You can then pass the FILE *
pointer to other functions. Follow opening a file with closing that file via: int fclose(FILE *fp);
.
Another useful routine for scanning an input stream (which can be a file) by format is fscanf()
, which combines scanf()
and fopen()
, where in the example below a file is scanned for a single int on each line:
FILE *fp1;
long long temp_int;
int intCount = 0;
// guard against a missing file
if ((fp = fopen(argv[1], "r") == NULL) {
printf("Error opening file\n");
}
// loop over file contents until end of file is reached
while (fscanf(fp, %lld", &temp_int) != EOF) {
intCount++;
}
// close the file
fclose(fp);
// print the integer count
printf("Number of integers in file: %d", intCount);
where temp_int
is used as a dummy variable to store the integer read from fscanf and intCount
is incremented to keep track of the number of integers present in the file.

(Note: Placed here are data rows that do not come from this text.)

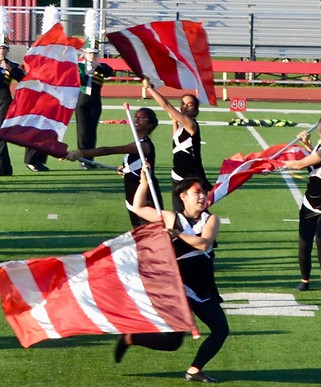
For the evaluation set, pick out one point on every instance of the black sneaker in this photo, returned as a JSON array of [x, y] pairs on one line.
[[87, 166], [120, 349], [303, 287], [37, 167], [199, 377]]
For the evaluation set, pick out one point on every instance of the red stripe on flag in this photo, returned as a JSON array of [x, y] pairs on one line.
[[127, 51], [18, 314], [196, 36], [65, 314], [163, 275], [110, 293], [167, 31], [166, 66], [40, 104], [53, 72], [173, 61], [134, 284], [236, 170], [45, 141], [57, 35]]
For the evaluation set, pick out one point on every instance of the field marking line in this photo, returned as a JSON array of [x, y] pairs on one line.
[[296, 193], [222, 110]]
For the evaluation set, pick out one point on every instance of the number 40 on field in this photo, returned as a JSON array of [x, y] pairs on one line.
[[237, 104]]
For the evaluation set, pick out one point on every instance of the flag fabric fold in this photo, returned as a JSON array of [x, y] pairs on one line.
[[47, 96], [171, 53], [130, 284], [236, 170]]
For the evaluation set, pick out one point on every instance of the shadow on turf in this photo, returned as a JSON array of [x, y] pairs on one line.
[[7, 342], [298, 376], [11, 342]]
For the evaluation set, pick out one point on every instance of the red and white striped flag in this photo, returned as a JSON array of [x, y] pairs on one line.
[[46, 97], [236, 170], [129, 284], [171, 53]]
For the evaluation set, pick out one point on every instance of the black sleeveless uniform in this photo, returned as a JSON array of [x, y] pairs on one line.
[[310, 220], [196, 268], [187, 160], [5, 101], [132, 167]]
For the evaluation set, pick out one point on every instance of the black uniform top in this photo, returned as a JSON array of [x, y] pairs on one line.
[[132, 167], [196, 266], [93, 79], [313, 192], [6, 77], [187, 160], [132, 162]]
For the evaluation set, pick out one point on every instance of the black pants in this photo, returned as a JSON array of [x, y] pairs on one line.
[[212, 314], [309, 227], [32, 157], [131, 183], [5, 162]]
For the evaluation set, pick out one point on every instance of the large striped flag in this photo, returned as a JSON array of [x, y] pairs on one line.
[[171, 53], [46, 97], [236, 170], [129, 284]]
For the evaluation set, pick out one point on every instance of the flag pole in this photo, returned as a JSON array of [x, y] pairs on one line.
[[95, 164], [277, 154], [142, 157]]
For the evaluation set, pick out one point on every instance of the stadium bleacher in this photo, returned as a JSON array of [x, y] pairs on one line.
[[235, 28]]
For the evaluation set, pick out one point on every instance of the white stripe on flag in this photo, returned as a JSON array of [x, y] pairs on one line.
[[58, 52], [188, 79], [67, 96], [38, 122], [76, 271], [124, 254], [23, 280], [146, 63], [225, 186]]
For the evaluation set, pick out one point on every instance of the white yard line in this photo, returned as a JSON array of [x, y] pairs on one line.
[[296, 193]]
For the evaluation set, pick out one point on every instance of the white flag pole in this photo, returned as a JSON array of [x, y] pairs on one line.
[[95, 164], [277, 154], [142, 157]]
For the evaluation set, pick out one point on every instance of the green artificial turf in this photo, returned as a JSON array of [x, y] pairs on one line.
[[69, 210]]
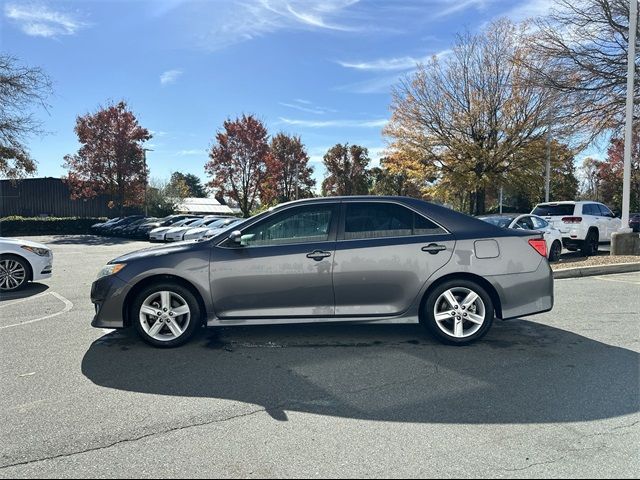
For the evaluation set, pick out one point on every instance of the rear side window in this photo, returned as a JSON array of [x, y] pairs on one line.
[[538, 223], [591, 209], [605, 212], [379, 220], [562, 210]]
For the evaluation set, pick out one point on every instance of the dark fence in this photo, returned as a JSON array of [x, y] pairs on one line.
[[35, 197]]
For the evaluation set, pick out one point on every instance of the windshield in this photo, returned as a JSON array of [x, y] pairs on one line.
[[503, 222], [558, 210]]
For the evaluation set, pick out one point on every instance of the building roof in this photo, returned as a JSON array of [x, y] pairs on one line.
[[203, 205]]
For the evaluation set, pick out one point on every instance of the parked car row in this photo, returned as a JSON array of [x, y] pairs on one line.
[[173, 228]]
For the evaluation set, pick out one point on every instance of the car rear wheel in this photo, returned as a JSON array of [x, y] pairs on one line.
[[14, 273], [590, 244], [555, 251], [458, 312], [166, 315]]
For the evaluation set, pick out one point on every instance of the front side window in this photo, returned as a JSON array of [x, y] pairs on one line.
[[379, 220], [298, 225], [525, 223]]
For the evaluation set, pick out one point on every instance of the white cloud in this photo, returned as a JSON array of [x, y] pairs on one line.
[[307, 107], [193, 152], [41, 21], [394, 63], [219, 24], [170, 76], [377, 123]]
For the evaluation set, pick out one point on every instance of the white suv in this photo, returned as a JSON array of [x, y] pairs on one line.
[[584, 225]]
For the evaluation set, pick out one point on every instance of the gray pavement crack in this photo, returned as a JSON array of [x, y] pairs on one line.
[[133, 439]]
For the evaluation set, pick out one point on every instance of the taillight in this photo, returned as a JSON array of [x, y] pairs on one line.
[[540, 245]]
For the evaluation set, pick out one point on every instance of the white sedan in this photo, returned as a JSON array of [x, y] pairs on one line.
[[158, 234], [22, 261], [552, 236], [177, 233]]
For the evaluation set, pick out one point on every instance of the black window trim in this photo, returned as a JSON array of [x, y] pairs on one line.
[[343, 216]]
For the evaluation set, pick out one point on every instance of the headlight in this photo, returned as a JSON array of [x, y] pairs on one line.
[[43, 252], [110, 270]]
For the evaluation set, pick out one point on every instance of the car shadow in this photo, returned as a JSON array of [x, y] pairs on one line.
[[29, 290], [522, 372], [89, 240]]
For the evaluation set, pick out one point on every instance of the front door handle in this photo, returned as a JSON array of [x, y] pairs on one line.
[[434, 248], [318, 255]]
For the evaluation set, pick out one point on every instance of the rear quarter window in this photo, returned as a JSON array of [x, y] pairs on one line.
[[554, 210]]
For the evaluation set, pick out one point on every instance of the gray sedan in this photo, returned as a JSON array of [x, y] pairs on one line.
[[362, 259]]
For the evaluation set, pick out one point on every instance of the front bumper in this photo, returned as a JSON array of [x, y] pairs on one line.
[[108, 295], [42, 267]]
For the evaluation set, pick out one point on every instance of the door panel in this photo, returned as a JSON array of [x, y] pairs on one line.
[[384, 276], [283, 269], [380, 265]]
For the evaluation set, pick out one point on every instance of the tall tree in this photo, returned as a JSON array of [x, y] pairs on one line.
[[611, 173], [111, 159], [469, 115], [288, 174], [238, 161], [583, 46], [347, 172], [192, 182], [21, 88]]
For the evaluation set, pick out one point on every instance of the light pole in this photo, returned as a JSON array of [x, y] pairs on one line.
[[146, 180], [631, 64]]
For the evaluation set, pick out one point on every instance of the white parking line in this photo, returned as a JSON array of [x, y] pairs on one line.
[[67, 306], [24, 299]]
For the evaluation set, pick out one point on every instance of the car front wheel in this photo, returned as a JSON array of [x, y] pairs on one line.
[[458, 312], [166, 315], [13, 273]]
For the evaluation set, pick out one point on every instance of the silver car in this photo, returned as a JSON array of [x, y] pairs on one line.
[[363, 259]]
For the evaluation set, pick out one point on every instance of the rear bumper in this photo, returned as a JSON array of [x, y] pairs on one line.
[[523, 294]]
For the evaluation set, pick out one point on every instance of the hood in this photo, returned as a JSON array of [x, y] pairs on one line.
[[154, 252], [177, 229], [160, 229], [19, 242]]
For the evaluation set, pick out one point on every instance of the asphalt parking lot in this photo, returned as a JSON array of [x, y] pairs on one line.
[[553, 395]]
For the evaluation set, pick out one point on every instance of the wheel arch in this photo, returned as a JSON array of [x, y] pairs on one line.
[[20, 257], [484, 283], [145, 282]]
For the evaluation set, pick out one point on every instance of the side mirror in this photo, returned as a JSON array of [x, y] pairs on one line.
[[236, 237]]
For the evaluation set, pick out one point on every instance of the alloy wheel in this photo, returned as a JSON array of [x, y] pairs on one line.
[[164, 315], [12, 274], [459, 312]]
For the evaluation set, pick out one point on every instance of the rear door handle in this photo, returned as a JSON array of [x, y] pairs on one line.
[[318, 255], [434, 248]]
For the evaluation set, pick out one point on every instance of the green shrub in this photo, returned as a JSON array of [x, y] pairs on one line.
[[21, 226]]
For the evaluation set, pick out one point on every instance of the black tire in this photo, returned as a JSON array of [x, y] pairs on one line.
[[13, 268], [194, 321], [556, 250], [590, 245], [428, 314]]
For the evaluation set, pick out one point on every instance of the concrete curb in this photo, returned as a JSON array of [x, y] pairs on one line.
[[596, 270]]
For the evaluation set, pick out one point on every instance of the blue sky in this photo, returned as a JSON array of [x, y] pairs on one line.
[[321, 69]]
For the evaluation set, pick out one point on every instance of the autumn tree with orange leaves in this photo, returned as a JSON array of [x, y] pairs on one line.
[[111, 158], [288, 174], [238, 161]]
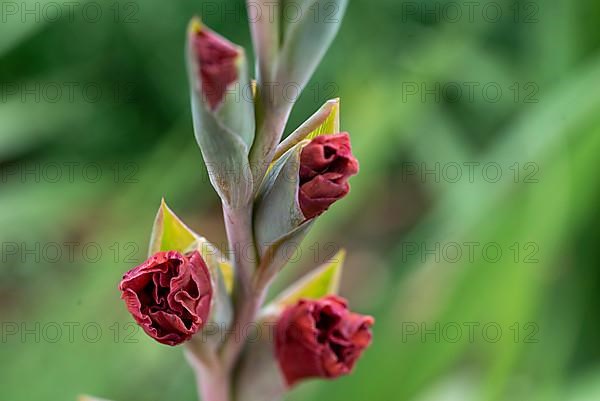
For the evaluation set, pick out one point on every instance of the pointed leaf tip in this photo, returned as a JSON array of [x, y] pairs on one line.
[[324, 280]]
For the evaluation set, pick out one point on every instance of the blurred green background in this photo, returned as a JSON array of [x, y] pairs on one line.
[[471, 229]]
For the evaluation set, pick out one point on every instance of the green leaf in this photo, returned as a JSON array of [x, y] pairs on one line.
[[171, 234], [325, 121], [225, 135], [320, 282], [306, 39], [90, 398], [277, 212]]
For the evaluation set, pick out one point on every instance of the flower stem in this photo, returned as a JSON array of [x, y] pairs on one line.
[[214, 383], [238, 223]]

See int_count_sum.c for examples of wrangling input, reading files, and writing files.
Notes on sparse matrices¶
Many linear algebra techniques scale poorly with increasing matrix size. Conveniently, large matrices for many problems are sparse, meaning they contain many zero values. Thus a solution to the computation bottleneck is storing only non-zero values of a sparse matrix in an array, accompanied by two other arrays that store the row and column of each value entry. First the concept is illustrated with a dense matrix.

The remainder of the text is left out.